Das SG hat den mit der Klage angefochtenen Aufhebungsbescheid aufgehoben (Urteil v. 18.1.2016). Es hat ausgeführt, die Urlaubsabgeltungen seien kein rentenschädlicher Hinzuverdienst, weil sie kein Arbeitsentgelt "aus einer Beschäftigung" im Sinne von § 96a
Abs. 1 Satz 2
SGB IV darstellten. Der Begriff der "Beschäftigung" entspreche demjenigen des § 7 Sozialgesetzbuch Viertes Buch (
SGB IV), und zwar im leistungsrechtlichen Sinne (Hinweis auf
BSG, Urteile v. 17.10.2012, B 13 R 85/11 R und B 13 R 81/11 R). Ein solches Beschäftigungsverhältnis habe vorliegend schon seit 2012 nicht mehr bestanden, weil das Leistungsvermögen des Klägers aufgehoben gewesen sei und der Arbeitgeber auf seine Verfügungsbefugnis verzichtet habe.
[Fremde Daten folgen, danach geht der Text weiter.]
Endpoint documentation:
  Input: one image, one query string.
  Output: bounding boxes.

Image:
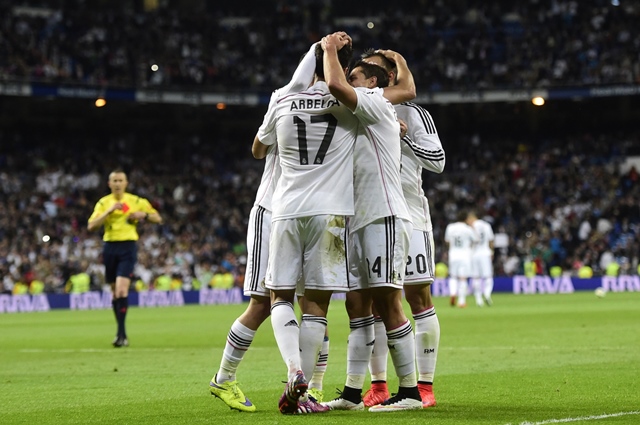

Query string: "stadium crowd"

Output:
[0,130,640,293]
[0,0,640,92]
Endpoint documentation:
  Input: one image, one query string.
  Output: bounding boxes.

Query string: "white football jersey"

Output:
[254,43,316,211]
[444,221,478,261]
[473,220,494,256]
[260,81,359,221]
[395,102,445,231]
[349,87,411,231]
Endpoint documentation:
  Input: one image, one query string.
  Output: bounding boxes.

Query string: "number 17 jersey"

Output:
[264,81,359,221]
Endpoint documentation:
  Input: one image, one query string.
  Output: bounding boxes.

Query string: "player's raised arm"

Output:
[376,50,416,105]
[321,33,358,111]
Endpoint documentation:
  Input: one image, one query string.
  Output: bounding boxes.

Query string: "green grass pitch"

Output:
[0,292,640,425]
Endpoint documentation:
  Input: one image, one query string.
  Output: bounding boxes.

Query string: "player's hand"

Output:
[398,118,408,139]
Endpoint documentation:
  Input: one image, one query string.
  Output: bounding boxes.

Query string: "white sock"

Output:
[271,301,302,379]
[448,277,458,297]
[387,320,418,387]
[369,317,389,381]
[214,319,256,384]
[346,315,375,389]
[300,314,327,376]
[413,307,440,384]
[309,335,329,390]
[484,277,493,299]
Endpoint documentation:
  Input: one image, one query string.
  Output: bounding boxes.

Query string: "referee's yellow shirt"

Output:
[89,192,158,242]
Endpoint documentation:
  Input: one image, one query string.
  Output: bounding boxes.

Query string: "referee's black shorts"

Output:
[102,241,138,283]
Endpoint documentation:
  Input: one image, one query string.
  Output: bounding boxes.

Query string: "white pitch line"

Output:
[507,411,640,425]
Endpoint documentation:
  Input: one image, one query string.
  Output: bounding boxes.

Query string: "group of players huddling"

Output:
[210,32,445,414]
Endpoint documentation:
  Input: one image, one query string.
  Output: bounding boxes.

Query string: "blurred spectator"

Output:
[210,266,235,289]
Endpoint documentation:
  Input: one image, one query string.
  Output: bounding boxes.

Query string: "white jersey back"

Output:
[349,87,411,231]
[473,220,494,256]
[395,102,445,231]
[444,221,478,261]
[261,81,359,221]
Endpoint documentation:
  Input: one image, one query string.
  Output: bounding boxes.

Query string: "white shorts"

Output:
[471,255,493,279]
[266,215,349,293]
[449,258,471,279]
[404,229,436,285]
[244,206,271,297]
[349,216,413,291]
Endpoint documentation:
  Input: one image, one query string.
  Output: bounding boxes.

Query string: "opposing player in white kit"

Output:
[209,39,315,412]
[255,34,359,413]
[467,211,495,307]
[362,50,445,408]
[444,211,479,308]
[322,36,422,412]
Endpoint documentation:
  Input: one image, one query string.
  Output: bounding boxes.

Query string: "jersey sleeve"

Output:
[399,103,445,173]
[256,43,317,146]
[353,87,388,125]
[87,199,107,223]
[280,43,318,94]
[138,198,158,214]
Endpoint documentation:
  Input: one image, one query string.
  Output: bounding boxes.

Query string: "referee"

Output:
[87,169,162,347]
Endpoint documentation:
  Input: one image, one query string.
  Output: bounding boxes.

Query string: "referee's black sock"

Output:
[340,385,362,404]
[111,298,118,322]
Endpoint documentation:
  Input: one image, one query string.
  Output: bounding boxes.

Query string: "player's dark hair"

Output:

Gegen die Nichtzulassung der Berufung im der Beklagten am 16.2.2016 zugestellten Urteil des SG richtet sich deren Beschwerde. Die Beklagte trägt vor: Die Rentenversicherungsträger hätten sich darauf verständigt, den vom SG zitierten Entscheidungen des
BSG vom 17.10.2012 nur für den Fall zu folgen, dass das Arbeitsverhältnis bereits zum Zeitpunkt des Rentenbeginns aufgrund einer arbeits- oder tarifvertraglichen Regelung geruht habe. Dagegen sei ein rechtlich weiter bestehendes Arbeitsverhältnis nicht bereits dadurch beendet, dass ein Arbeitgeber auf seine Dispositionsbefugnis verzichte oder den Arbeitnehmer von der Arbeit freistelle. Zwar habe das Landessozialgericht (
LSG) Baden-Württemberg entschieden, dass ein Beschäftigungsverhältnis im Sinne von § 96a
SGB VI bei einer andauernden Arbeitsunfähigkeit nicht vorliege. Es habe diese Frage jedoch als grundsätzlich klärungsbedürftig angesehen und daher die Revision zugelassen (
LSG Baden-Württemberg, Urteil v. 16.6.2015, L 9 R 5132/14, NZS 2015, 826; Revisionsaktenzeichen: B 13 R 21/15 R).
Der Kläger tritt der Nichtzulassungsbeschwerde entgegen. Er hält die im vorliegenden Fall entscheidungserheblichen Rechtsfragen für hinreichend höchstrichterlich geklärt.